Fourth year Agent-Based Computing assignment.

***********************************
* Instructions to run the project *
***********************************

I. To import the project from the archive file in Eclipse, please follow these steps.

	1. Go to File -> Import...
	2. Select Existing Projects into Workspace
	3. Click the radio button next to Select archive file and click the Browse button on the following dialog.
	4. Find the archive file on your hard disk. Click Open to select it.
	5. The project name will appear in the box below, already checked.
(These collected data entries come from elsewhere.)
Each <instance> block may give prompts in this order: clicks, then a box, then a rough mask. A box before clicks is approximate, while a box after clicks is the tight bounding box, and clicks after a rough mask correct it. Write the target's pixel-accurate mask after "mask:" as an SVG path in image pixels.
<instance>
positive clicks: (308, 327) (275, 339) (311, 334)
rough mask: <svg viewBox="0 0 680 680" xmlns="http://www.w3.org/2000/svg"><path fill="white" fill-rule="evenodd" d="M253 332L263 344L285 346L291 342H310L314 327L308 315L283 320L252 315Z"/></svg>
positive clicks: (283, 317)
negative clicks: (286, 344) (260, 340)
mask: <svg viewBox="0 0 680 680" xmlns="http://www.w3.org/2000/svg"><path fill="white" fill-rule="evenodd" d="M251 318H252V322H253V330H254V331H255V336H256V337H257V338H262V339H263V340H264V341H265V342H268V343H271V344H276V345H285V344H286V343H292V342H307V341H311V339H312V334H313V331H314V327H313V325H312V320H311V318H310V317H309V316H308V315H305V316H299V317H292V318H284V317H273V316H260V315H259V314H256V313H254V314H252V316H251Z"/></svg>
Click Finish to perform the import.

II. To run the project, please select the NodeStarter.java in nenov.cs4027.assessment.main package and run it.
    Also, make sure that the following libraries are added to the Build Path: agentCore-5.1.5-jar-with-dependencies.jar, 
    protocol-5.1.5_01.jar and guava-18.0.jar.


***********************************
*          Configurations         *
***********************************

Òicketing companies have capacity and price properties which can be configured in resources/agents/TicketingCompanies.xml

Transport companies have capacity and price properties which can be configured in resources/agents/TransportCompanies.xml

Tourism agencies can be of two types - participant and initiator tourism agencies.
Both have maxCapacity property that represents the needed number of tickets they want to buy.
The property can be configured in resources/agents/TourismAgency.xml

You can add new ticketing and transport companies or participating tourism agency as beans in the corresponding XML file.
Finally, add the new agent in agents/ContractNetNode.xml


***********************************
*             Solution            *
***********************************

I. Functionality

1. The project can run with any number of participating tourism agencies and ticketing and transport companies. 
   However, it must have only one initiator tourism agency.
2. Ticketing company offers are selected according to the minimum price per ticket (as specified in CGS A section) with the fractionalKnapsack_CGS_A() method.
   The bought tickets and available tickets are recalculated and the tourism agency informs the ticketing company if any available tickets are left.
3. Transport company offers are selected according to the price of the whole offer (as specified in CGS C section) with the optimalSelection_CGS_C() method.
   To get the poweset of all possible combinations I used the Sets.powerSet() method that is implemented in the Guava library developed Google.
4. When the initiator tourism agency buys tickets it adds them to packages and it can be left with excessive transport tickets.
5. The initiator initiator tourism agency will then try to sell its excessive transport tickets to other participating tourism agencies.
6. To sell its excessive tickets the initiator tourism agency must provide the exact number of tickets wanted by the participating tourism agency.

II. Implementation decisions

1. To describe the whole ontology of the problem I have created Offer which has capacity, total price, available/bought tickets and type (ticket/transport/purchase).
2. A ticket is the single ticket within an Offer. Every ticket has a unique ticket number generated for it.
3. Tourism package which contains both event and transport tickets.
4. Confirmation which is sent to the initiator tourism agency by participating agent whenever a proposal is successfully completed.